Most importantly, the number of shares different posts receive do not represent an average; instead, there are a handful of "outliers" (to use a Malcolm Gladwell term) that get a disproportionately large number of links and shares, while the majority of content gets no love. This is important to note, as it suggests that you're better off creating a handful of outstanding pieces than a large number of mediocre ones.
According to one report by researchers at UCLA, more "buzzworthy" ideas are associated with specific regions of the brain, indicating there's a neurological component to the types of content and ideas we like to share. Overall, this urge to share tends to creep up with 3 main types of content - those that fulfill one or more of the following functions:
1. Utility: We like to share content that we deem useful or helpful in certain situations. Because they're useful, we want our friends and family to share in their usefulness.
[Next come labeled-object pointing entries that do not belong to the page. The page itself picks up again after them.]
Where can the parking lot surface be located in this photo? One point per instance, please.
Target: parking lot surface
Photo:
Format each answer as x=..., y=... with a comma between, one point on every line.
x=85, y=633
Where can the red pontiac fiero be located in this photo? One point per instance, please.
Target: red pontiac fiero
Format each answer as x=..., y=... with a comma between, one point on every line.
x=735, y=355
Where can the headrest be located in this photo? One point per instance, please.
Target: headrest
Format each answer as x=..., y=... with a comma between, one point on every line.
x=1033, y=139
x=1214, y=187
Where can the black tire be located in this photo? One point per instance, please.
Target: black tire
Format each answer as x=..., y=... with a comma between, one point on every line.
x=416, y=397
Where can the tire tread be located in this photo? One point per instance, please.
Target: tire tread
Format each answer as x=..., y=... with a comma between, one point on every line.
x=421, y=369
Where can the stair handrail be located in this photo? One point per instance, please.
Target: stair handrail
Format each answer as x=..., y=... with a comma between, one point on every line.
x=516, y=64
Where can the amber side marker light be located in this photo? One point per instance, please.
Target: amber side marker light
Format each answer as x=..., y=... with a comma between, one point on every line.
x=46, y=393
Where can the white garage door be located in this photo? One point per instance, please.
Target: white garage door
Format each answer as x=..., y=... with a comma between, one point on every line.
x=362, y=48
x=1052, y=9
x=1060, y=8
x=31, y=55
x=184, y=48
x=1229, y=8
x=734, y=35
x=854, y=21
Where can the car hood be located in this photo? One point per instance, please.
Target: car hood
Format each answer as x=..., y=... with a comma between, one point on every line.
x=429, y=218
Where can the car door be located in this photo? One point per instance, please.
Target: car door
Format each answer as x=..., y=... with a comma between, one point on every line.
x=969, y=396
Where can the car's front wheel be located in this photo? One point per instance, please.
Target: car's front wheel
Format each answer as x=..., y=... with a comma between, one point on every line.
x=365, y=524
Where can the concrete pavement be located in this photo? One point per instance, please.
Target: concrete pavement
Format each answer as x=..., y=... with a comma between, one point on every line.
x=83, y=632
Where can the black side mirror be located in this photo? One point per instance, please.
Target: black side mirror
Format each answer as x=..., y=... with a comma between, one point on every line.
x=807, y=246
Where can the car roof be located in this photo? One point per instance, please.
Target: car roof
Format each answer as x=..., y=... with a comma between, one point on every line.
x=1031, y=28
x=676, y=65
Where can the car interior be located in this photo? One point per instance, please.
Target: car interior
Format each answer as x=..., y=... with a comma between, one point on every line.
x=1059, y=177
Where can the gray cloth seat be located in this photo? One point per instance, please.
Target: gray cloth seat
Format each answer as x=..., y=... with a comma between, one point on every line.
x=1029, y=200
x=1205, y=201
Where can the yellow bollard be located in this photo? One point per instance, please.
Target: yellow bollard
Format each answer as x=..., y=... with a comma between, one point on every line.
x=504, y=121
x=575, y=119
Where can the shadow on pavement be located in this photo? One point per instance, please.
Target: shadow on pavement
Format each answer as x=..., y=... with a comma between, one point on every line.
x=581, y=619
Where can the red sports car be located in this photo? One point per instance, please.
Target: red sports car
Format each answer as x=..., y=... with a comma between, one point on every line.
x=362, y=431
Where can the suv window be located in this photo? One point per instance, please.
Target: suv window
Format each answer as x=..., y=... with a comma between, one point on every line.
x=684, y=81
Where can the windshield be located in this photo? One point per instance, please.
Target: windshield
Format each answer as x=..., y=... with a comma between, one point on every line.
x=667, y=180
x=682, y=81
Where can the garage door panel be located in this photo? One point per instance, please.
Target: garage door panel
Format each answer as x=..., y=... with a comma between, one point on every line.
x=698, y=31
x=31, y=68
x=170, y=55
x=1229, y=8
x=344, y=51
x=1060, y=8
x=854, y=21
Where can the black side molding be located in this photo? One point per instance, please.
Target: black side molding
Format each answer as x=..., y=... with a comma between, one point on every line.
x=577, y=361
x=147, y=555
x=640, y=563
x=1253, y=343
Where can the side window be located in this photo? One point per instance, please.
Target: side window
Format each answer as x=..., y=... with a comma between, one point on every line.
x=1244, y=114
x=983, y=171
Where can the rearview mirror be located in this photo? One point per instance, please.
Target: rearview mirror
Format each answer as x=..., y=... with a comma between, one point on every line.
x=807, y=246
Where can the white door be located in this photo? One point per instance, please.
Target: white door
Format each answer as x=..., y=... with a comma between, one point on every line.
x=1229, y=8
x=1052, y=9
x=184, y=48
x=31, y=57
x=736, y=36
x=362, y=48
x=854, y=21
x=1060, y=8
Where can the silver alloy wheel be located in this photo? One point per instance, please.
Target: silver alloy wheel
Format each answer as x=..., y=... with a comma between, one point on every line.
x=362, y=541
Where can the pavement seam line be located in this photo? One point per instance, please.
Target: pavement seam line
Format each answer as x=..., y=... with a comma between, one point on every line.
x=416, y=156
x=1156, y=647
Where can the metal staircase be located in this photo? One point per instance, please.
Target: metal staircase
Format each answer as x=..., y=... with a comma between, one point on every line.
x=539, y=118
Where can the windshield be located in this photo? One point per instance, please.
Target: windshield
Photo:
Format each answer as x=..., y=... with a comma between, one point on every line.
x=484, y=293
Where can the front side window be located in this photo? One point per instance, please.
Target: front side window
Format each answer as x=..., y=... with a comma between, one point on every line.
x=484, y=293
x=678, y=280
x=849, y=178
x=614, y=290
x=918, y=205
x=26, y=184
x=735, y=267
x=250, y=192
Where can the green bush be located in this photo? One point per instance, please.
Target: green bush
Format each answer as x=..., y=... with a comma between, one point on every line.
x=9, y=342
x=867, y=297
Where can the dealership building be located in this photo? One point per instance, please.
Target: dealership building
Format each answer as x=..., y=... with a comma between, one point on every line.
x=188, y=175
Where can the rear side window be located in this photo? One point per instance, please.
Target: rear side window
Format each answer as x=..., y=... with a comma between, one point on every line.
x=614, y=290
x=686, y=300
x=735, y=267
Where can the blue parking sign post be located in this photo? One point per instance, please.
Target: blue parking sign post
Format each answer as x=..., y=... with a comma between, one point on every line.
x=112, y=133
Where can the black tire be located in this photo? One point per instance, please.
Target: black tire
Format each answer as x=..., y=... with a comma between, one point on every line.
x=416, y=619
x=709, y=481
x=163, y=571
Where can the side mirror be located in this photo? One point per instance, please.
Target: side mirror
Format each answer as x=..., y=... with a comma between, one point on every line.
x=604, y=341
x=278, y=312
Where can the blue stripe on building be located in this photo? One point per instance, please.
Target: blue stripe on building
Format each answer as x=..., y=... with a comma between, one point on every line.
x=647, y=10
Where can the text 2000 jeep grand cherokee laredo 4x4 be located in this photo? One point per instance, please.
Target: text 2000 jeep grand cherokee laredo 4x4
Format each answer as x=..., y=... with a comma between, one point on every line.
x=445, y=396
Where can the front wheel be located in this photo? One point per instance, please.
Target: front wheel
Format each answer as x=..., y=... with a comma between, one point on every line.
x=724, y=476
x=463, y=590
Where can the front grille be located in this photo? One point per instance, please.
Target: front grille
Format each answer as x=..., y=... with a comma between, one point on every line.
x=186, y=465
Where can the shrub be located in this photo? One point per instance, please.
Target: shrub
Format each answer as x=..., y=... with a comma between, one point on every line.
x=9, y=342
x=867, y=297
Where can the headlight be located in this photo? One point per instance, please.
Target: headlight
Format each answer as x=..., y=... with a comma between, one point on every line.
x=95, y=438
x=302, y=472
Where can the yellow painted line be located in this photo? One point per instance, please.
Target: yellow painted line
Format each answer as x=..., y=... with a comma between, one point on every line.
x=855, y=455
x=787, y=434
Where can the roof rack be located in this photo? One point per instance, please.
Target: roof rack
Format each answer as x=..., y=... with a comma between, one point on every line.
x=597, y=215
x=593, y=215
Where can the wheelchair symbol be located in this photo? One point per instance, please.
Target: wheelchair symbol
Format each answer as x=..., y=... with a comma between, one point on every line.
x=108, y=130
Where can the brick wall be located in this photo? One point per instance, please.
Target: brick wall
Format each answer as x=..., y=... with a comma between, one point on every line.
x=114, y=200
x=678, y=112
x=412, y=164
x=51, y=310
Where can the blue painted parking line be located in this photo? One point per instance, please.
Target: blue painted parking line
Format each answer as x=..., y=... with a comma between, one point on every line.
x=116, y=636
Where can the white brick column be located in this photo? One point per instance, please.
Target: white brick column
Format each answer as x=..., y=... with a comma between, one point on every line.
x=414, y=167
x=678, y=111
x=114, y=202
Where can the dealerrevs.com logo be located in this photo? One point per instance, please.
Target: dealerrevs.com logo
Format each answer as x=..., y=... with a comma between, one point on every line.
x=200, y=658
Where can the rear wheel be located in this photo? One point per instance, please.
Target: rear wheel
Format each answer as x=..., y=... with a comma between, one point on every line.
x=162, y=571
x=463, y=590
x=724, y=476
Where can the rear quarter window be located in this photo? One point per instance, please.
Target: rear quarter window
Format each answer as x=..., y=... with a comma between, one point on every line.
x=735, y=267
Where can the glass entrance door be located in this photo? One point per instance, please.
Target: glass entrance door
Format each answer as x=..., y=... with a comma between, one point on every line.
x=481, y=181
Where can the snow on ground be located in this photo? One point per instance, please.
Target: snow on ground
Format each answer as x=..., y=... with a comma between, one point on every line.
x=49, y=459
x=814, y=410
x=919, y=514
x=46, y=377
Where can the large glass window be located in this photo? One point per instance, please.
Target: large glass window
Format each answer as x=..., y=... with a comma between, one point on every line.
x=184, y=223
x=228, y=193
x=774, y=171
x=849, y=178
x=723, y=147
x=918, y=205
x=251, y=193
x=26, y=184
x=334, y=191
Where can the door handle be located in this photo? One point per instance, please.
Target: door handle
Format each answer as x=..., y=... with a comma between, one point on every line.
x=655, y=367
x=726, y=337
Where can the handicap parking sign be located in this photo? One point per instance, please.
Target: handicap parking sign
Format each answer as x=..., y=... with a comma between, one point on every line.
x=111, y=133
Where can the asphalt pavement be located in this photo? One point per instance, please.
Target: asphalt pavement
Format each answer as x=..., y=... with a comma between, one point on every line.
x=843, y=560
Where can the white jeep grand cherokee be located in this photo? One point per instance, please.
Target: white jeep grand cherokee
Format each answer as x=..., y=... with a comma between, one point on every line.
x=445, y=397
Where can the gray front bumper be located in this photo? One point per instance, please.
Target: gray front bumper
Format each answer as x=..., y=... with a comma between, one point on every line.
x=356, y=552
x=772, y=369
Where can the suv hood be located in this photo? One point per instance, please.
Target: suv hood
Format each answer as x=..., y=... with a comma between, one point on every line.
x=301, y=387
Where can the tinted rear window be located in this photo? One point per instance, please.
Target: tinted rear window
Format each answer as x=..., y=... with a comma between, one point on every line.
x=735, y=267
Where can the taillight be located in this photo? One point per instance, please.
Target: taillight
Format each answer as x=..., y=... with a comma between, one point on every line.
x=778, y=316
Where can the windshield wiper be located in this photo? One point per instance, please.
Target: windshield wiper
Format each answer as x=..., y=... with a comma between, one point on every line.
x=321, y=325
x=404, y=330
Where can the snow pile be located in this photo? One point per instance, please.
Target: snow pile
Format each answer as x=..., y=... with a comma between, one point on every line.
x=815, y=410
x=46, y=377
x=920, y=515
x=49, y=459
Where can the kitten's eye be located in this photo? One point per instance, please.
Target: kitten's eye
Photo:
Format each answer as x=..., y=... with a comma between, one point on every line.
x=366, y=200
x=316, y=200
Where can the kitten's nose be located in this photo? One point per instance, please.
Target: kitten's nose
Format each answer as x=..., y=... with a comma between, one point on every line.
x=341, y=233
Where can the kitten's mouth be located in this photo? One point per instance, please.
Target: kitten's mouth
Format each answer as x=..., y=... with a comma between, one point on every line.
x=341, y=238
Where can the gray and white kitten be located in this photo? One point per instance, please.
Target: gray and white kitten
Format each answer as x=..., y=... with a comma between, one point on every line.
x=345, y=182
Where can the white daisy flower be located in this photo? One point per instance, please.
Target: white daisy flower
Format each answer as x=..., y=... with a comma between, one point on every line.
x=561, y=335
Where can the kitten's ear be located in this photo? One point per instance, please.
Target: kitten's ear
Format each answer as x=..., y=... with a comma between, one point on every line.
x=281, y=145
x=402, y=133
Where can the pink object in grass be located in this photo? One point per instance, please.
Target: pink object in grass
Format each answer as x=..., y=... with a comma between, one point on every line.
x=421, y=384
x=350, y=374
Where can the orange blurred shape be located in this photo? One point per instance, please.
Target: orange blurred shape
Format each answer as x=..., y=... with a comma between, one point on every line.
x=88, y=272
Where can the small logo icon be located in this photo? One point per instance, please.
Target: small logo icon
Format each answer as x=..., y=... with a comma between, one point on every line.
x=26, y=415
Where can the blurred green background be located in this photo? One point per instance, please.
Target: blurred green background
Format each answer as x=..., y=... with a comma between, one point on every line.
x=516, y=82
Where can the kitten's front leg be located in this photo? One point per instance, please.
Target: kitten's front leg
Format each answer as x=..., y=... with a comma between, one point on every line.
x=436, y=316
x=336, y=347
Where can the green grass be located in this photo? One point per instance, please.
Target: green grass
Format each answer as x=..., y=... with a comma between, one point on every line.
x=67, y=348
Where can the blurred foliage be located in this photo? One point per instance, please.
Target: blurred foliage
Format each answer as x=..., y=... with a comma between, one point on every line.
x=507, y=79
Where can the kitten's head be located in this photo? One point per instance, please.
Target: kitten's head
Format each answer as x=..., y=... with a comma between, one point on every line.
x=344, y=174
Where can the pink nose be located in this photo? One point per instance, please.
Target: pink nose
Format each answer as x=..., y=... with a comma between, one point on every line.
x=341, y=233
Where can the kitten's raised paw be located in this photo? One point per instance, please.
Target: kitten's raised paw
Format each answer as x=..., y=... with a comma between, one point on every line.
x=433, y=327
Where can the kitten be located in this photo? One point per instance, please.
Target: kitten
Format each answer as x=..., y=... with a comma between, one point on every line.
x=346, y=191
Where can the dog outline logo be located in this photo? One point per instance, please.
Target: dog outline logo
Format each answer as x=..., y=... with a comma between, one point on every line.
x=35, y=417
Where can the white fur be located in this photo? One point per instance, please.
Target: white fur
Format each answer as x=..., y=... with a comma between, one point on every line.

2. Entertainment: Entertaining pieces of content also encourage us to share. Shocking, isn't it? We like to laugh, and it makes us feel good to share that positive experience with others.
3. Inspiration: Interesting and inspirational content is also highly shareable. Things that pique our curiosity or stimulate our creativity naturally encourage us to reach out to other people who may end up feeling the same level of interest or motivation.
The Role of Emotion
According to research from the journal Psychological Science, our emotional responses to content can play a massive role in whether or not we choose to share that content with others. But it isn't exactly a straightforward relationship.
You might think that positive emotions, like joy or excitement, are the most likely to increase sharing - and you're partially right. When readers experienced strong positive emotions, they were more likely to share content, but they were also more likely to share content associated with strong negative emotions, like anxiety or arousal.
So does this mean that any strong emotion is enough to make a piece of content more shareable? This isn't necessarily the case either; the study found that some types of negative emotions, such as sadness, actually decreased an article's propensity to be shared. As a general rule, stronger emotions lead to higher share volumes, as long as those emotions evoke energy or positivity.
The Role of Surprise
Our tendency to share content may also be linked to how our brains are wired to process surprises. Surprises are an experience of novelty, meaning we saw something we didn't expect or learned something we didn't know.
When a surprise is strong enough, it triggers a specific reactive sequence in the mind - freeze, find, shift, and share. We stop what we're doing or halt our other tasks; we try to find an explanation for the surprise we just experienced; we shift our perspective to accommodate that explanation; and then we share that experience with others. It works well for a surprising punchline at the end of a long video.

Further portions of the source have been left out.